# Satoh 1540



## bubbagoat (Nov 10, 2019)

I had to re-register, so will claim a few tractors, and other equipment I have, scattered in Colorado and Georgia. Currently living in Washington State, but move a lot.

First piece of equipment was half ownership of a Mitsubishi BD2G, followed by a Satoh 1540 four wheel drive tractor, badged as a Mitsubishi 1540. I made the ROPS, but I think it will hold plenty compared to the light one I see on my brothers Kubota. Got the BS3F to pull trees and stumps at my daughters in Georgia. cleaned the cooling system on the BD3F, but more rust is coming loose, and need to redo it. Just not enough time.


----------



## bubbagoat (Nov 10, 2019)

Also bought a non-running Takeuchi TB-007 shortly thereafter. they soaid they dod not have a clue why it did not run. Took it home, and found a thrown rod. Swapped in an engine from a APU, but had to make a few modifications to the radiator shroud. Still runs a little hot, but am thinking of installing an electric fan...someday


----------



## bubbagoat (Nov 10, 2019)

here is a photo of the BD2G, we bought it to push down trees burnt in a forest fire.


----------



## pogobill (Jan 31, 2012)

Looks like quite a collection! Are they used for personal use around the property, or do you take on projects for other folks?


----------



## bubbagoat (Nov 10, 2019)

Never for hire, but occasionally will use them for neighbor projects.


----------



## bmaverick (Feb 20, 2014)

Nice machines.


----------



## bmaverick (Feb 20, 2014)

pogobill said:


> Looks like quite a collection!


Pogobill, why isn't there a Mitsubishi Tractor section here? 

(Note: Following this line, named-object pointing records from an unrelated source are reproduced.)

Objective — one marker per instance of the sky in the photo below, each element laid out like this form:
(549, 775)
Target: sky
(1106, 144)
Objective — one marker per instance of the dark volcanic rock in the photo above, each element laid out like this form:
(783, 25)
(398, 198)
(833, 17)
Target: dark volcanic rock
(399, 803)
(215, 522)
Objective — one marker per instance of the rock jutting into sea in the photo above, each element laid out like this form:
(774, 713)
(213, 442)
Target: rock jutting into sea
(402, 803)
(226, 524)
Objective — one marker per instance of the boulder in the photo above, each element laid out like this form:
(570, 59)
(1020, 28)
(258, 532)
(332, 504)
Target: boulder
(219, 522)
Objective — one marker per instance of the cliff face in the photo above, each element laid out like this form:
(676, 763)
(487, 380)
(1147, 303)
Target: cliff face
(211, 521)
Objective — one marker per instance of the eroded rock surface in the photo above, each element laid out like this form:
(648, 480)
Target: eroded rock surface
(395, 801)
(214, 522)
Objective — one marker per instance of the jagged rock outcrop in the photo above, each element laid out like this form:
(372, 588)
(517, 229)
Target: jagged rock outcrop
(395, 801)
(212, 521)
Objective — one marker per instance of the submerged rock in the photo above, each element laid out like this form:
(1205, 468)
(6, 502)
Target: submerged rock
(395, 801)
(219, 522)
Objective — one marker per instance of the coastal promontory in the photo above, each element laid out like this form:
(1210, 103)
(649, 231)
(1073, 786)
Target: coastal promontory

From 1970 till present 2020, they are still making Ag tractors.
https://www.tractordata.com/farm-tractors/tractor-brands/mitsubishi/mitsubishi-tractors.html

Mitsubishi Agricultural Machinery - official site
https://www.mam.co.jp


----------



## pogobill (Jan 31, 2012)

I can make a query about it, but I don't think there is much call for a specific Mitsubishi section. I'm not even sure there is a dealer network on this side of the pond. Most tractors manufactured by Mitsubishi do seem to fall into different categories such as Mahindra, John Deere, Case IH, even International or Massey Ferguson. The rest of them I think are quite at home in the Grey Market tractor section.


----------